Palmisé à Cannes en tant que meilleur film, The Tree of Life est, en 2011, la cinquième réalisation de Terrence Malick. Connu pour déconcerter les meilleurs et rendre indécis tout cinéphile, il nous narre l'histoire d'un couple qui fonde une famille, d'une certaine façon. Bon, ça va pas être simple à critiquer tout ça, rien qu'à résumer l'histoire c'est difficile.
Car il ne faut pas voir cela comme une famille à la Modern Family qui emménage dans un pavillon de banlieue. Non non, n'oublions pas que dans un film de Malick et que ce serait beaucoup trop terre-à-terre, beaucoup trop premier degré comme histoire. Ici, le bonhomme préfère poser quelque chose sur la table et dire: "Bon, je vais faire un film sur la Vie !" Car c'est ce qu'il fait, au final. Eh oui, le film n'a pas ce titre-là pour rien. Malick commence donc par l'histoire de toutes choses, l'histoire de la Terre, l'histoire du monde, l'histoire de la vie en somme. Comment est-elle née ?
Toujours avec ce style éloquemment silencieux, communiquant mille émotions par images sur une musique d'Alexandre Desplat absolument splendide, on assiste, dessinée par la main d'un peintre génial, à la naissance de la vie.
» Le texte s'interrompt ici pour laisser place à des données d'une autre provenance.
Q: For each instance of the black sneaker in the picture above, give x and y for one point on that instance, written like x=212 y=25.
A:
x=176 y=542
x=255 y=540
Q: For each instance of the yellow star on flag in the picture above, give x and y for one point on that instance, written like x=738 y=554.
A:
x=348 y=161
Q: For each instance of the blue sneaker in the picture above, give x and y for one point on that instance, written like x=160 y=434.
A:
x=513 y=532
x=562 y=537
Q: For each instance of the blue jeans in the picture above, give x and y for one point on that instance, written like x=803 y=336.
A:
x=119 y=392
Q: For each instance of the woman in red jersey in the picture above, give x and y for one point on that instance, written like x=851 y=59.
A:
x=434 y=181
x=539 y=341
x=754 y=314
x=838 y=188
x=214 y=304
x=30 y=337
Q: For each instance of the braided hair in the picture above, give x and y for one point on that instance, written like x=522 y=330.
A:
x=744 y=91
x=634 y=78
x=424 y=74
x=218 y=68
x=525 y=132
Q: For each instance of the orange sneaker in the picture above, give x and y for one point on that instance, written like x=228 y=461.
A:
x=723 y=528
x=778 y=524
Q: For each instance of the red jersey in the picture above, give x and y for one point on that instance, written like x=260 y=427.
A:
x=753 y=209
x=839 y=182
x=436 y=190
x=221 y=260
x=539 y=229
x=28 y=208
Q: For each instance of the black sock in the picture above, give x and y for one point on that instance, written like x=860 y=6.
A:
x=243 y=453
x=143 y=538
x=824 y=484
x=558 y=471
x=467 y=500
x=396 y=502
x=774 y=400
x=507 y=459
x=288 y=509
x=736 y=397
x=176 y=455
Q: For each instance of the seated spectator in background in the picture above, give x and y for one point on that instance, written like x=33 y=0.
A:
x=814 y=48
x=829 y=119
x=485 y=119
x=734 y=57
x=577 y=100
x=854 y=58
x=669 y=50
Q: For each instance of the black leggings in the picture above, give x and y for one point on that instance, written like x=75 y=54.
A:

D'abord, la vie animale, la vie naturelle, végétale. Il ne faut pas oublier que nous sommes dans un Malick et que l'aspect Nature/Amour a une place fondamentale dans l'histoire. Et ensuite, la naissance de l'enfant, fruit de l'amour de deux êtres, finalité d'une nature qui aura mis des milliards d'années à se mettre en place.
Comme un documentaire sur l'Homme, Malick va filmer la croissance de ces enfants, éduqués à la fois par la figure de la mère aimante et du père fort. Il va filmer leur innocence, à l'âge où ils ne se doutent encore de rien et sont purs, comme il les aime (ne vous détrompez pas sur cette expression), à l'image de la nature, de Dieu. Car oui, comme dans La Ligne Rouge, Dieu a une place très importante dans ce film. On aura compris que pour notre ami Terry, Dieu=Nature, et que d'une certaine façon l'hommage du réalisateur à cette nature n'est jamais très loin, même si on est loin de l'intensité des Moissons du Ciel ou de La Ligne Rouge à ce niveau-là.
Je n'ai pas grand-chose à dire de plus. Comme d'habitude, Malick cumule les même défauts de longueur et d'absence de scénario, embauchant des acteurs 5 étoiles (Sean Penn, Brad Pitt, Jessica Chastain) pour ne pas forcément les pousser à leur meilleur niveau. Mais après tout, la Vie n'est-elle pas le scénario rêvé ? Quoi de plus naturel comme scénario ? C'est ce qui me pousse à dire que ce film est réellement le chef-d'oeuvre de Malick, pour une simple raison: vu la généralité avec laquelle il aborde ses thèmes habituels dans ce film, il ne pourra jamais faire mieux en restant simplement cantonné à ces thèmes-là. A moins qu'il ne change de domaine, de thème, même si j'imagine mal un Malick sans ode à la nature.
Au final, The Tree of Life, plus contemplatif que jamais, atteint des sommets visuels encore jamais atteints par son réalisateur, qui prouve encore une fois qu'il est un génie de l'image. Cela ne suffit cependant pas forcément et, même si son talent force le respect, force est de constater que chacun de ses films est trop lent pour être savouré avec plaisir. Je décide cependant de lui offrir cette note, simplement pour saluer le talent d'un réalisateur qui, je le pense sincèrement, a signé son apogée avec ce film.